PHILADELPHIA (AP) -- Bill Cosby's wife called Thursday for a criminal investigation into the suburban Philadelphia prosecutor behind his sexual assault conviction, saying the case that could put the 80-year-old comedian in prison for the rest of his life was "mob justice, not real justice" and a "tragedy."
Camille Cosby made her first comments on the verdict in a three-page statement sent to the media through a family spokesman.
She compared her husband of 54 years, convicted a week ago on three counts of aggravated indecent assault, to Emmett Till and other blacks mistreated by the justice system. Cosby's lawyers have vowed to appeal.
"Once again, an innocent person has been found guilty based on an unthinking, unquestioning, unconstitutional frenzy propagated by the media and allowed to play out in a supposed court of law," she said. "This is mob justice, not real justice. This tragedy must be undone not just for Bill Cosby, but for the country."
Camille Cosby said chief accuser Andrea Constand was a liar whose testimony about being drugged and molested at Cosby's home in January 2004 was "riddled with innumerable, dishonest contradictions."
She echoed Cosby's lawyers, who contended that Constand framed him to score a big payday.
Her statement did not address behavior Cosby has admitted to, such as philandering and contention that he was having a consensual affair with Constand.
Constand's lawyer bristled at the statement and asked, "why would any reputable outlet publish that?"
"Twelve honorable jurors - peers of Cosby - have spoken," lawyer Dolores Troiani said. "There is nothing else that needs to be said."
Constand said in a tweet last week that "Truth prevails." The jury, in a statement Monday, said she was "credible and compelling."
Camille Cosby, 74, stayed away from both of her husband's trials, except for the defense's closing arguments.
Before the jury came in last week to hear from Cosby's lawyers, she went to the defense table and put her arm around Cosby, who is legally blind. They embraced, smiled and chatted, and he gave her a peck on the cheek.
When it was the prosecution's turn to argue, she left the courtroom, and Constand entered.
Constand sued Cosby in 2005 when prosecutors dropped a criminal investigation after four weeks. Cosby wound up settling for nearly $3.4 million after giving four days of depositions, including testimony about giving quaaludes to women before sex, that a juror said Monday was instrumental in his conviction.
Camille Cosby compared the dozens of other women who've accused her husband to a "lynch mob" spurred on by the media's "frenzied, relentless demonization" of the man who earned a reputation as America's Dad playing Dr. Cliff Huxtable on the top-rated family sitcom "The Cosby Show."
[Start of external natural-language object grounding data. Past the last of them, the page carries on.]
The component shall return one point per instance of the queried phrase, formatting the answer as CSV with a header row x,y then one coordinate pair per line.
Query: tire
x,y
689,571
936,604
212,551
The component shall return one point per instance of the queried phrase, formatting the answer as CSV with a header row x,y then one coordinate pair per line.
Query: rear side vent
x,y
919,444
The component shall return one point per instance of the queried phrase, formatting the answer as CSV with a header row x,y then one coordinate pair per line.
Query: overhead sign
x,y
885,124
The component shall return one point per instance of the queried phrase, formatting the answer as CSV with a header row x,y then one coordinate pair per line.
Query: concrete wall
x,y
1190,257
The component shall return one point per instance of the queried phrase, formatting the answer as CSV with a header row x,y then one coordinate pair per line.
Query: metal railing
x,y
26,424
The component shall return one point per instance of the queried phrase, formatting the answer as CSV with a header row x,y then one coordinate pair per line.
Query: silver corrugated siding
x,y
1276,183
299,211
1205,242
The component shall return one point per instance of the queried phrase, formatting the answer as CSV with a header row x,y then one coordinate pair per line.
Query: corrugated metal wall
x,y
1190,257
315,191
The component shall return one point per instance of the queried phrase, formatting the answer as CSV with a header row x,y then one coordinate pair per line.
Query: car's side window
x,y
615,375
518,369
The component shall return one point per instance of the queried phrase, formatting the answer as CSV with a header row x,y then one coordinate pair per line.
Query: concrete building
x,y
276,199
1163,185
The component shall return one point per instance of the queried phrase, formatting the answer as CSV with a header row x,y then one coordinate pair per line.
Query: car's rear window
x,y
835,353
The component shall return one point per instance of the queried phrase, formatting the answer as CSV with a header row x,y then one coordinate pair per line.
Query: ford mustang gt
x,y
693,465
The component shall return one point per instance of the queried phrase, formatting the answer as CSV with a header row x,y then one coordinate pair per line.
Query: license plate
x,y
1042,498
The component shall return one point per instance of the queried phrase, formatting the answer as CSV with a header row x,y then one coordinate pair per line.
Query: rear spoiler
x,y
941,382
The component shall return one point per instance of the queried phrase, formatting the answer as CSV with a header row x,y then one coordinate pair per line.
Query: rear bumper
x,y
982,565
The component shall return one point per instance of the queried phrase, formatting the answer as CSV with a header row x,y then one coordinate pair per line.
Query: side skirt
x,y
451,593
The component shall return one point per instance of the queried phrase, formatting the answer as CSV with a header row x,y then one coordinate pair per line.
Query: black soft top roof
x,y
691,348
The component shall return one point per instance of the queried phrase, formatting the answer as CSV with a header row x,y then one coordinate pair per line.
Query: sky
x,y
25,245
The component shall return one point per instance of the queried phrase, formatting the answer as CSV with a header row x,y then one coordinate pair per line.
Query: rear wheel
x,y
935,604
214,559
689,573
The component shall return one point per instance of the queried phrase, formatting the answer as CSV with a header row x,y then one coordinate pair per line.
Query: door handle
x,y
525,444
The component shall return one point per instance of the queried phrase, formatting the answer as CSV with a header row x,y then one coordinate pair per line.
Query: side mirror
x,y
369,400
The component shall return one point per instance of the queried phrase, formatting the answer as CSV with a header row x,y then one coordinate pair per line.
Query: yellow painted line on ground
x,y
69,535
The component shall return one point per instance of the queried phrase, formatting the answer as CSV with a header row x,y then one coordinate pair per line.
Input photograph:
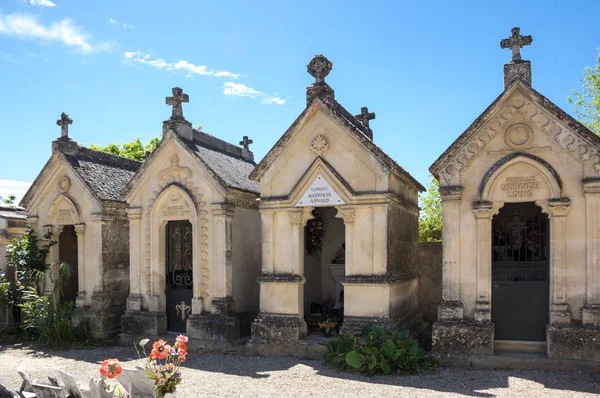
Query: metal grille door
x,y
179,274
520,272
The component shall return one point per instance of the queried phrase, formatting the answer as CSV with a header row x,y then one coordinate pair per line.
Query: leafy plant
x,y
376,351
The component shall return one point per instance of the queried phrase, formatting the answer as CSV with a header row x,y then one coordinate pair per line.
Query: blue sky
x,y
427,69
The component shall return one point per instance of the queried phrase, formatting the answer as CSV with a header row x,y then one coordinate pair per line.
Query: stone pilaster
x,y
483,213
451,307
81,268
559,309
591,310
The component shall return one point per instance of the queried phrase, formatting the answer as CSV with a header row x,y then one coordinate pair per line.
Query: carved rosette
x,y
559,207
319,144
518,136
177,174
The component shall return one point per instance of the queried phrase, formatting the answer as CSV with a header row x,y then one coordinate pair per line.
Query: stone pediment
x,y
513,114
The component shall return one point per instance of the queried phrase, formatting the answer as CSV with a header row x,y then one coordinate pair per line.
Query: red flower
x,y
110,368
160,350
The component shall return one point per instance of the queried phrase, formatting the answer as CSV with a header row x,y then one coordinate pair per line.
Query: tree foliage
x,y
135,149
587,100
430,217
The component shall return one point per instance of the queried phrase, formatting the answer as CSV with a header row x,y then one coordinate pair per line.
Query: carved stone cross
x,y
515,42
365,116
245,142
175,101
64,122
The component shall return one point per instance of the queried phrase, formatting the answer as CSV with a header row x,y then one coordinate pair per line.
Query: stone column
x,y
483,213
80,231
559,309
591,310
451,307
134,301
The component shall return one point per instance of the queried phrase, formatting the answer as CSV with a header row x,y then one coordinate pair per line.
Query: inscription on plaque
x,y
520,187
320,193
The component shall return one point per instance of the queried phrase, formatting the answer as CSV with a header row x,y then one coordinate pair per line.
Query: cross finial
x,y
365,116
175,101
515,42
319,67
245,142
64,122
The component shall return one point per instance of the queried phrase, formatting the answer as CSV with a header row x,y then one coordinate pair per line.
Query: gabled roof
x,y
352,125
106,175
229,164
575,126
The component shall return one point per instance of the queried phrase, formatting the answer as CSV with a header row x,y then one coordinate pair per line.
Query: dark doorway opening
x,y
67,253
520,272
179,274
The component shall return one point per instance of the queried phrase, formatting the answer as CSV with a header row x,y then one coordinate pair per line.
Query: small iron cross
x,y
64,122
245,142
365,116
175,101
515,42
183,309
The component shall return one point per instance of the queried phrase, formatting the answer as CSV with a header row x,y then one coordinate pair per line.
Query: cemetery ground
x,y
246,376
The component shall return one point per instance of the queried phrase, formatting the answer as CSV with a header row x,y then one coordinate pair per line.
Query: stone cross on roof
x,y
515,42
319,67
245,142
175,101
365,116
64,122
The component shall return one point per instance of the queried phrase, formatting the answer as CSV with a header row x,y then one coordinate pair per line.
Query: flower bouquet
x,y
162,365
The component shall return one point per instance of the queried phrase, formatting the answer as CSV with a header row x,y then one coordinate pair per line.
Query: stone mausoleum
x,y
520,194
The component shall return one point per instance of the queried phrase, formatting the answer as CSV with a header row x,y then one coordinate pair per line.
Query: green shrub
x,y
376,351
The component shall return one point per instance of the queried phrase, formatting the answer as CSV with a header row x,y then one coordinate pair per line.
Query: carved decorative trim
x,y
181,176
559,207
577,146
319,144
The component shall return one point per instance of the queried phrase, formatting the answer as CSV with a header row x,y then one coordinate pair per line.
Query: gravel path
x,y
240,376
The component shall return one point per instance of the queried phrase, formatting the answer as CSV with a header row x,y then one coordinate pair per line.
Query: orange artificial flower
x,y
160,350
110,368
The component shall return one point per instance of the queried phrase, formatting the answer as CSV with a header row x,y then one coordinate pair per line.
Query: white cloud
x,y
13,187
182,65
26,26
239,89
273,100
42,3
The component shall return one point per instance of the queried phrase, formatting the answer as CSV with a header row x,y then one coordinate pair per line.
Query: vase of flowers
x,y
162,366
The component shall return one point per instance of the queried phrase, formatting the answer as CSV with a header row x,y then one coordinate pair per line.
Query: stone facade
x,y
328,150
522,149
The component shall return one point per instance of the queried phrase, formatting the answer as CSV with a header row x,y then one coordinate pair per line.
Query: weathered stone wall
x,y
430,283
115,273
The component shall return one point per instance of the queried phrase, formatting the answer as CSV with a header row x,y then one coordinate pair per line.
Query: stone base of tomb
x,y
142,323
268,328
574,341
463,337
213,327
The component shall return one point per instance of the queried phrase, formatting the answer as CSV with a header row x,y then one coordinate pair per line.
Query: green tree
x,y
430,217
587,100
132,150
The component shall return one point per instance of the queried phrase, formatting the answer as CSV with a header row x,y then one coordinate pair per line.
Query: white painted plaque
x,y
320,193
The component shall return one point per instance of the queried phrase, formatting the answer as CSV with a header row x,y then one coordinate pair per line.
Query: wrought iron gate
x,y
179,274
520,272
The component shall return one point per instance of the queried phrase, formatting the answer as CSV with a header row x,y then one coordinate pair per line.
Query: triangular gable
x,y
42,179
571,134
349,124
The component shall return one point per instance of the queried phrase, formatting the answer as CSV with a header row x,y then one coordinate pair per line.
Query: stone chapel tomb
x,y
326,167
193,235
520,194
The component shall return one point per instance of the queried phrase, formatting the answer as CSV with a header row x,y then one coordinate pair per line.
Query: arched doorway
x,y
67,253
178,274
520,272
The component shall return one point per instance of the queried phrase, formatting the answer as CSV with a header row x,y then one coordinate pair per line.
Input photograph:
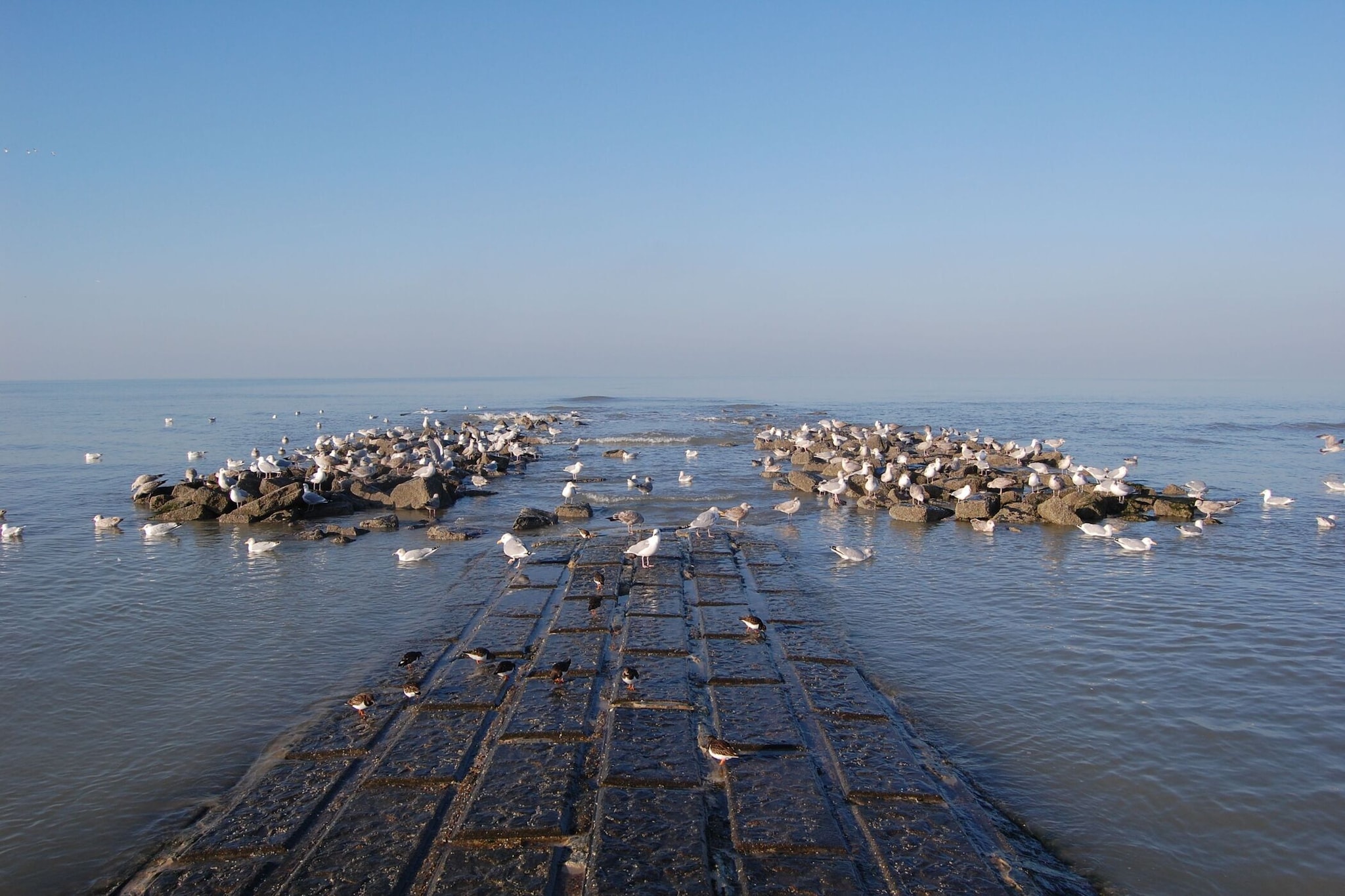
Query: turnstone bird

She compared his treatment to Till, the black teenager who was kidnapped and murdered after witnesses said he whistled at a white woman in a Mississippi grocery store in 1955, and Darryl Hunt, a black man wrongly convicted of raping and murdering a white woman in North Carolina in 1984. Constand is white.
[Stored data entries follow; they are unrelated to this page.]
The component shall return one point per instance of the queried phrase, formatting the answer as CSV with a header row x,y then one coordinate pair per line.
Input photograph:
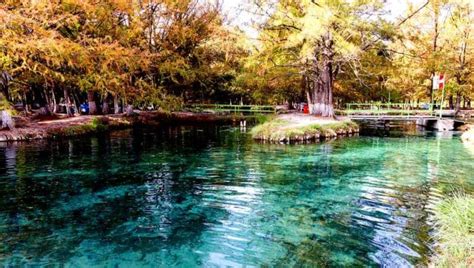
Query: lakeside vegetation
x,y
455,232
117,55
297,129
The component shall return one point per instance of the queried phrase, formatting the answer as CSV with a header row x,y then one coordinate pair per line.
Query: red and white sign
x,y
438,81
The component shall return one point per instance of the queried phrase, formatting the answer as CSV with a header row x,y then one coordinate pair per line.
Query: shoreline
x,y
30,129
290,128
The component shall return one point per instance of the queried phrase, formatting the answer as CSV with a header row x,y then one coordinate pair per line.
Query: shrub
x,y
455,232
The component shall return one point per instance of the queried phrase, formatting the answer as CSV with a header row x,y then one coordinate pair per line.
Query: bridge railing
x,y
399,109
231,108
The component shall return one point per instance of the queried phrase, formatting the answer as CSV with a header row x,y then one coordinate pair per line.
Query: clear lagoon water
x,y
212,197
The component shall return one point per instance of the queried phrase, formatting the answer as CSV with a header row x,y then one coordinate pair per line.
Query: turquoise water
x,y
211,197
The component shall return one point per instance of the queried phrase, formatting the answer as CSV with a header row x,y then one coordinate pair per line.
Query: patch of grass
x,y
97,125
455,232
282,130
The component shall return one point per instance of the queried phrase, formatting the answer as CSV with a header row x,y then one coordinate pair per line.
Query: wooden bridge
x,y
231,108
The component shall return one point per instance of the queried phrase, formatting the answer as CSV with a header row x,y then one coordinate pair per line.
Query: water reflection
x,y
209,196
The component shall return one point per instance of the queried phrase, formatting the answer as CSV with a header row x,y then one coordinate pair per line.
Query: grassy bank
x,y
285,130
455,232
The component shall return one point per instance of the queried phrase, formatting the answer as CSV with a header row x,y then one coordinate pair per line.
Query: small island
x,y
302,128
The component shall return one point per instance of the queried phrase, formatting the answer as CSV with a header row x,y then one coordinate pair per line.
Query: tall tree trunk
x,y
91,101
457,107
116,104
129,110
55,102
67,100
5,113
322,97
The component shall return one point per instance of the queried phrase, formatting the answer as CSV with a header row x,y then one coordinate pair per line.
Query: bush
x,y
455,232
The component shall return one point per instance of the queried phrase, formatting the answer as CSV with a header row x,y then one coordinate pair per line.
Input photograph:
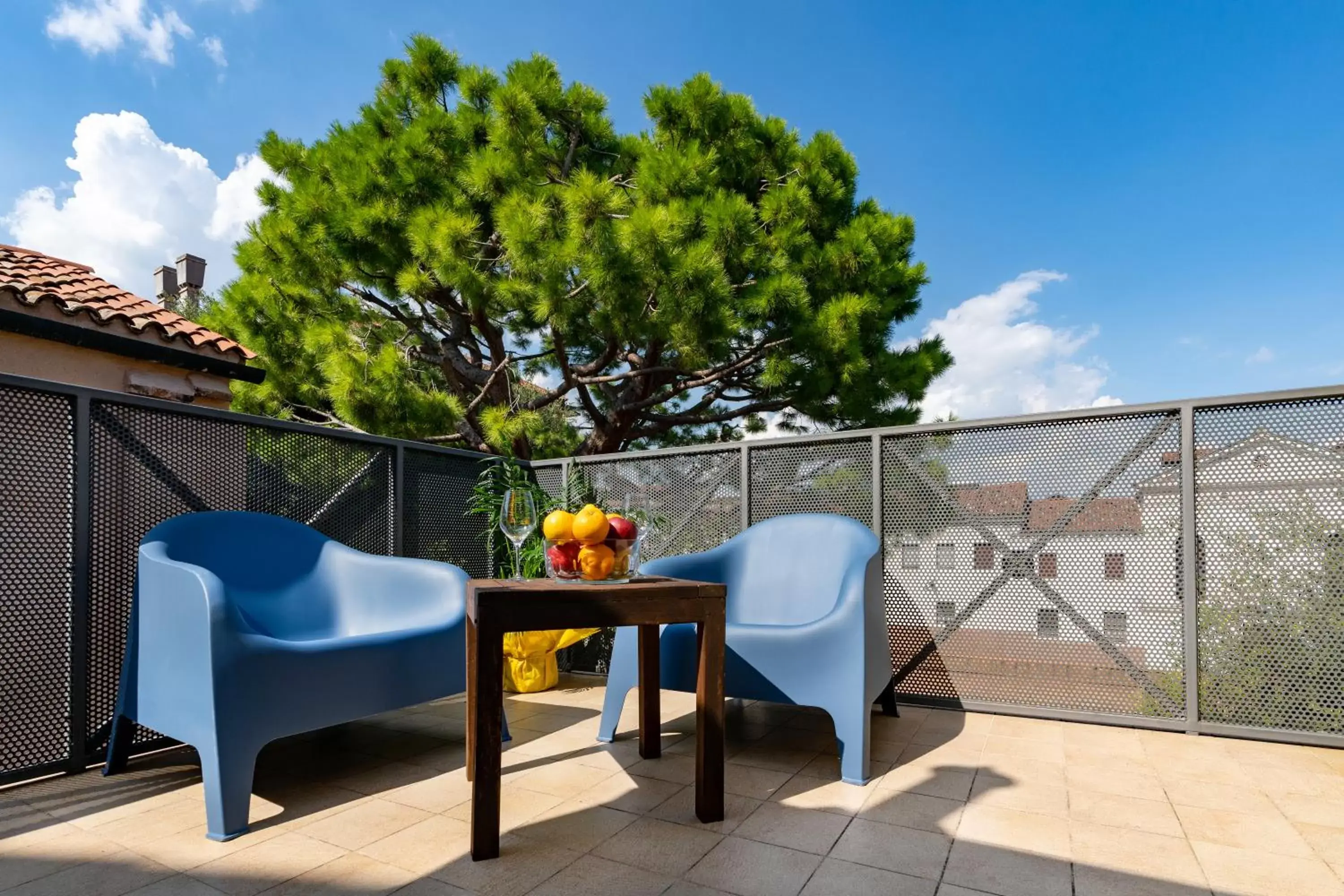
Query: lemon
x,y
558,526
590,524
"Someday the truth will prevail, it always does," Camille Cosby said.
She said her husband's prosecution was politically motivated, repeating his team's contention that he had been a pawn in a heated race for district attorney.
Montgomery County District Attorney Kevin Steele attacked opponent Bruce Castor in campaign ads over his decision not to charge Cosby in 2005 and announced Cosby's arrest a month after winning the November 2015 election.
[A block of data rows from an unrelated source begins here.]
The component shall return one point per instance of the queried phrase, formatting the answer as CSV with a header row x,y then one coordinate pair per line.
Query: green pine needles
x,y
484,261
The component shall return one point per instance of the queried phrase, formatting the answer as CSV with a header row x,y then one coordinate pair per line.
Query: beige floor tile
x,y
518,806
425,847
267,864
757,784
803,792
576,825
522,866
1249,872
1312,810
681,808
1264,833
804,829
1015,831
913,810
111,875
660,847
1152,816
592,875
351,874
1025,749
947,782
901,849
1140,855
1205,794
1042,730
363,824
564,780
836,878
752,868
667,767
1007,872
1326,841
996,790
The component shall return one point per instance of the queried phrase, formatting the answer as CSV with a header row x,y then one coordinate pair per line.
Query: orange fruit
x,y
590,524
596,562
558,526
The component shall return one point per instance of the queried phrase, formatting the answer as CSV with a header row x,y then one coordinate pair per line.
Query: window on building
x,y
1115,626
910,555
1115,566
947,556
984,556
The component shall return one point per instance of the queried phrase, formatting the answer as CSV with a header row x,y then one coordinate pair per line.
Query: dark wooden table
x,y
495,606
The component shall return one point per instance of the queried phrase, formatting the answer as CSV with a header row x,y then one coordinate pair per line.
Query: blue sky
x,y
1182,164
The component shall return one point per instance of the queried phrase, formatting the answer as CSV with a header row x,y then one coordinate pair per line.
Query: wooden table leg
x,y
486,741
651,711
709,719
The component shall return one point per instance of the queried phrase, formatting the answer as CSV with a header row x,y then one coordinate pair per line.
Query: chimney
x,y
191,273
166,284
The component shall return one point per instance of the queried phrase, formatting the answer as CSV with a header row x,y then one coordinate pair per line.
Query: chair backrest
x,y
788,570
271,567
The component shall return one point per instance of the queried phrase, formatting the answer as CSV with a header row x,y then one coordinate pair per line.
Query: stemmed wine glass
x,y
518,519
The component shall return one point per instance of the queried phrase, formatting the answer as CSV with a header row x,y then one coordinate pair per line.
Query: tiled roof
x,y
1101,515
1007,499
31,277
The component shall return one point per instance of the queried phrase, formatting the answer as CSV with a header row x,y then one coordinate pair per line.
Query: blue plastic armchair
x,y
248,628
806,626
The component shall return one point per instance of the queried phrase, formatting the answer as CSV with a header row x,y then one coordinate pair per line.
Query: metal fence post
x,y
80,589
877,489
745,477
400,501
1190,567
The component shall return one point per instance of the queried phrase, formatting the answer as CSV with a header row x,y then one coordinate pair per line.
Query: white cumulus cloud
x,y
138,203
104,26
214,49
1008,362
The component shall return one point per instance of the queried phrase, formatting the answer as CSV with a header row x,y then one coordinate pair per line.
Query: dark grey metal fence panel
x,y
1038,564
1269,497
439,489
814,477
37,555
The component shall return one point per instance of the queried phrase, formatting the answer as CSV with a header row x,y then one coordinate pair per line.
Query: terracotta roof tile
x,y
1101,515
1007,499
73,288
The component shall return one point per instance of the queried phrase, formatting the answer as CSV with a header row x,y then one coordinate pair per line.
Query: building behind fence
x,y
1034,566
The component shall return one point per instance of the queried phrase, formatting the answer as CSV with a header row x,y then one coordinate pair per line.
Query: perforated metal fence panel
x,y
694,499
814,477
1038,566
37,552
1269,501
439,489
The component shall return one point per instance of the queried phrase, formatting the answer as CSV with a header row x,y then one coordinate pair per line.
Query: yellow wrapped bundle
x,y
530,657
She said Steele and his team were "exploitive and corrupt" and that their "primary purpose is to advance themselves professionally and economically at the expense of Mr. Cosby's life."
"If they can do this to Mr. Cosby, they can do so to anyone," she said.
Steele's office declined to comment.
Cosby is on house arrest while awaiting sentencing that could put him in prison for the rest of his life. The TV academy said Wednesday it is reviewing Cosby's inclusion in its Hall of Fame, and Colby College became the latest institution to rescind his honorary degree.
The Associated Press does not typically identify people who say they are victims of sexual assault unless they grant permission, as Constand has done.